--no-continue behavior seems different from description in documentation

sharinq commented 5 years ago

Checklist

[ ] I'm reporting a broken site support issue
[x] I've verified that I'm running youtube-dl version 2019.06.08
[ ] I've checked that all provided URLs are alive and playable in a browser
[ ] I've checked that all URLs and arguments with special characters are properly quoted or escaped
[x] I've searched the bugtracker for similar bug reports including closed ones
[x] I've read bugs section in FAQ

Verbose log

Description

This is the description of --no-continue in the documentation:

--no-continue                    Do not resume partially downloaded files
                             (restart from beginning)

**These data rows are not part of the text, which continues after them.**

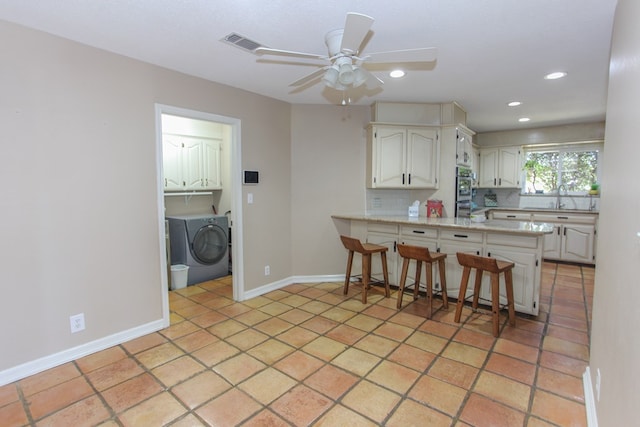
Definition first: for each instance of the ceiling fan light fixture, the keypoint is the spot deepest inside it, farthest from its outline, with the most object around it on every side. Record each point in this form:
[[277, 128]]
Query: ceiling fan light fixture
[[347, 75], [330, 77], [556, 75], [360, 76]]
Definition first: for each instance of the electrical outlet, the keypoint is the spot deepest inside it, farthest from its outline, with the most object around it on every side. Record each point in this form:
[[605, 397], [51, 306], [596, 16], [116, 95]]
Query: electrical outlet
[[77, 323]]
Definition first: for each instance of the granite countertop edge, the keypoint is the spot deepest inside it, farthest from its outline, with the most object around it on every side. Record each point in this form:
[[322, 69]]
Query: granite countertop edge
[[502, 226]]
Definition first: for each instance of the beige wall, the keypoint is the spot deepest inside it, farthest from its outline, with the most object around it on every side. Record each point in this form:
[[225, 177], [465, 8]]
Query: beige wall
[[546, 135], [615, 343], [80, 228], [328, 163]]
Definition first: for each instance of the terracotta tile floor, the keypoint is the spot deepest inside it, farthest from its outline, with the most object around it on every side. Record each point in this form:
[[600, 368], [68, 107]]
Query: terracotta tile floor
[[307, 355]]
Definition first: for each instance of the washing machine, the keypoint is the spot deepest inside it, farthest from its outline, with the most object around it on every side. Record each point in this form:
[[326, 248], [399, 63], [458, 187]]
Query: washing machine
[[202, 243]]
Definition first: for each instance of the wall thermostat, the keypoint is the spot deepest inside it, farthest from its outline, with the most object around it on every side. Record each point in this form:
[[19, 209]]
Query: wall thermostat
[[250, 177]]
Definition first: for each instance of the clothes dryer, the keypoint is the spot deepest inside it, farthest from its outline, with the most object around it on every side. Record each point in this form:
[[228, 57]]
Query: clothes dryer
[[202, 243]]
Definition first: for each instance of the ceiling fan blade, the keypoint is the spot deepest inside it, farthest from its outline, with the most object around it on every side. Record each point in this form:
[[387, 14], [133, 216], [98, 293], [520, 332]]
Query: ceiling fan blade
[[372, 81], [309, 77], [424, 54], [270, 51], [356, 28]]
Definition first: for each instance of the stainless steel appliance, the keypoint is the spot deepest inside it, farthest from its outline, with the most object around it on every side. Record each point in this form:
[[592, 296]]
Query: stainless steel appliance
[[202, 243], [464, 192]]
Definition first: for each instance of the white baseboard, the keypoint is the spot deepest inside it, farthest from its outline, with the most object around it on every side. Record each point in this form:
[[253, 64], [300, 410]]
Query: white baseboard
[[289, 281], [589, 401], [51, 361]]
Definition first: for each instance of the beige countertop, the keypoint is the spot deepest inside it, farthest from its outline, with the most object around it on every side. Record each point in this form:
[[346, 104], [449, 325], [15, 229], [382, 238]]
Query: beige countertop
[[503, 226], [538, 209]]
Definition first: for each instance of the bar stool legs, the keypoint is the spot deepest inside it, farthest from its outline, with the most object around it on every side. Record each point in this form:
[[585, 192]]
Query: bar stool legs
[[365, 249], [494, 268], [420, 255]]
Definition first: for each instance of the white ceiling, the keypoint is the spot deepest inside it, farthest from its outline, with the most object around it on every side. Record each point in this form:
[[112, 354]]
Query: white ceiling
[[490, 52]]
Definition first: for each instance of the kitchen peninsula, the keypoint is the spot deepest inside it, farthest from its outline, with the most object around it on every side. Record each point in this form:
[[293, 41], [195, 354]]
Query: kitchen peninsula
[[520, 242]]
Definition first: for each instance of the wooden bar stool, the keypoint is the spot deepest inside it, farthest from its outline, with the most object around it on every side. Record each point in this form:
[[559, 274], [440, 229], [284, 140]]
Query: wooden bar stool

When I interrupt a download, it leaves a .part file and a .ytdl file. Based on the description of --no-continue, I would assume that using this option and starting the download process again with the same URL would start the download again from 0% ("restart from the beginning"), however it resumes from the percentage it was at when it was interrupted.

I'm not sure if this is an issue with the --no-continue functionality or with the description in the documentation.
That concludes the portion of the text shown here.